Developers often use tools such as Postman and Hoppscotch to test APIs. Such tools allow you to customize requests and responses in-flight by adding and modifying headers, updating the request body, and so on. If you use VSCode, Thunder is a good extension that provides most of the same functionality.

Note that the web-based tools, such as Hoppscotch, will send requests not from your device but from the cloud. This may cause your request to be flagged by some applications (for good reason!).

Project hint

Postman makes it really easy for you to create and send API requests.

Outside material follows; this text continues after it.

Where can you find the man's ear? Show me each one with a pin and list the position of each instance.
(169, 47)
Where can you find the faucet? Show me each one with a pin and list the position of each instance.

You will likely find it incredibly helpful as you work on the Week 1 project.

Here is a good tutorial for Postman: https://learning.postman.com/docs/getting-started/sending-the-first-request/. Try sending your first request!

Once you have done that, take five minutes to go over the 'Building Request' section in Postman's documentation too: https://learning.postman.com/docs/sending-requests/requests/

Python Requests

You can also send requests using the Python requests library. It's really simple to use and great for automating simple commands. See the docs here. This is probably what you'll end up using if you want to programmatically send a different request each time, and then take different actions based on the response.

Project hint

Python requests will be sufficient for the Week 1 project.

Selenium Webdriver

Many websites employ various levels of anti-automation techniques, to prevent scripts from impersonating end-users or from scraping their website. For example, a website may not allow you to make a POST request to login, unless it has detected a click or keystroke on the login form. In such cases, you may need to interact more precisely with the UI to generate automated application requests.

One way that you can do this is to run a 'headless browser', or a 'webdriver'. This is simply a browser instance that you can control programmatically. A popular framework is Selenium on Python.

Note that this will still fail for websites that employ relatively advanced bot defense techniques, but it should get you going for most websites (and for scraping).